The federal government is set to conduct a series of cyber war games with local critical infrastructure firms to test their responses to potentially devastating cyber attacks.
These exercises examining how critical infrastructure operators in Australia would respond to a cyberattack will be run by the federal government over the coming months with companies from the financial sector, banking world, aviation sector and other major industries.
It comes after a series of large-scale data breaches in Australia which have impacted tens of millions of people.
Most recently, Latitude Financial was impacted by a breach which saw the personal information, including passport and Medicare numbers, of 14 million customers stolen.
The government has begun a series of exercises with companies that are important to the functioning of the Australian economy, Home Affairs Minister Clare O’Neil said.
“We’re conducting exercises where we play through what it would look like to have a major bank, for example, come down in a cyber attack,” O’Neil said, as The Sydney Morning Herald reported.
“How would government work with that company to get services back online? If one of our big four banks is down, who can assist in providing services to those customers? How can we make sure the country continues to function properly while we solve the problem?”
The first of these three-hour tabletop exercises was run with representatives from the Reserve Bank of Australia, Australian Prudential Regulation Authority, Australian Securities and Investments Commission, and the Australian Federal Police.
It investigated the response to a cyber breach involving the stealing of highly sensitive information and the encryption of networks.
O’Neil warned of the significant impact of such a breach occurring in reality.
“The groups that are conducting cyber attacks are becoming more professionalised, industrialised, powerful and effective,” she said.
“[Data breaches are] real and consequential…but when you think about the impacts of the failure of a major hospital, the interruption of a traffic network or serious disruption of our banking system, the impacts can get much worse.
“Consider what damage could be caused if attackers intentionally try to degrade trust in a major system we depend on like telecommunications or banking. We need to plan for utilities to go down, for hospital systems to be under attack.”
In a speech last week, the Home Affairs Minister said the recent hacks of Optus and Medibank are “the tip of the iceberg”.
“If every business is a target, every Australian is at risk,” O’Neil said last week.
“And the government response needs to be significant. That means our national choices, our economic prosperity, our peace of mind as citizens and as a nation, are directly threatened by these groups.

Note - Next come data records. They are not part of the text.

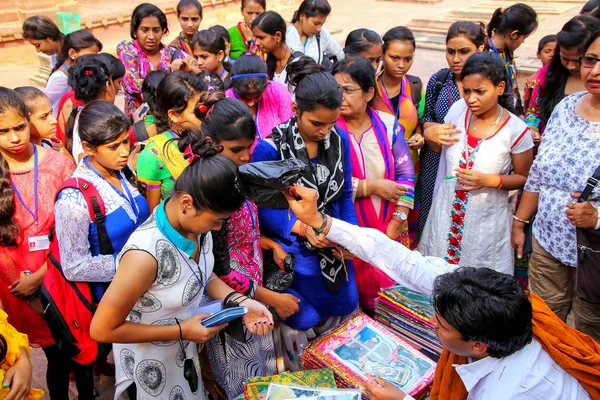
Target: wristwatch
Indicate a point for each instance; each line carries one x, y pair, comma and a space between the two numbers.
402, 215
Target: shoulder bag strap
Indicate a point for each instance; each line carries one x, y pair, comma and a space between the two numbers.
96, 209
590, 185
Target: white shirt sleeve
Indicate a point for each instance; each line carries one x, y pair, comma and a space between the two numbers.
72, 229
57, 85
330, 46
408, 268
292, 39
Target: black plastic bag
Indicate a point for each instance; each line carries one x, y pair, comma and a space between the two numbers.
277, 278
263, 182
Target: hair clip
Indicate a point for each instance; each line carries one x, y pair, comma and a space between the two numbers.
189, 154
210, 111
202, 108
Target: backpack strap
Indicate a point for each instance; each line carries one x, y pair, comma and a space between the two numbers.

“This impact to our sovereignty and way of life is why ransomware threat actors are a core national security challenge for Australia.”
It was recently revealed that the cyber attack on Latitude Financial had resulted in the breach of the personal information of 14 million customers in Australia and New Zealand, with passport and Medicare numbers caught up.
This came after the cyber attacks on Optus and Medibank late last year, which impacted 9.8 million and 9.7 million Australians respectively.
The federal government is currently working on a revamped cyber security strategy, which will run to 2030.
A government-appointed expert advisory group put forward a number of proposals for this strategy recently to address Australia’s “patchwork” cyber policies, including an expansion of the critical infrastructure scheme and a new Cyber Security Act.
O’Neil also recently announced the creation of a new National Office for Cyber Security within the Department of Home Affairs, to be led by a national cyber coordinator to act as the “spine and strategy” for responding to future cyber attacks.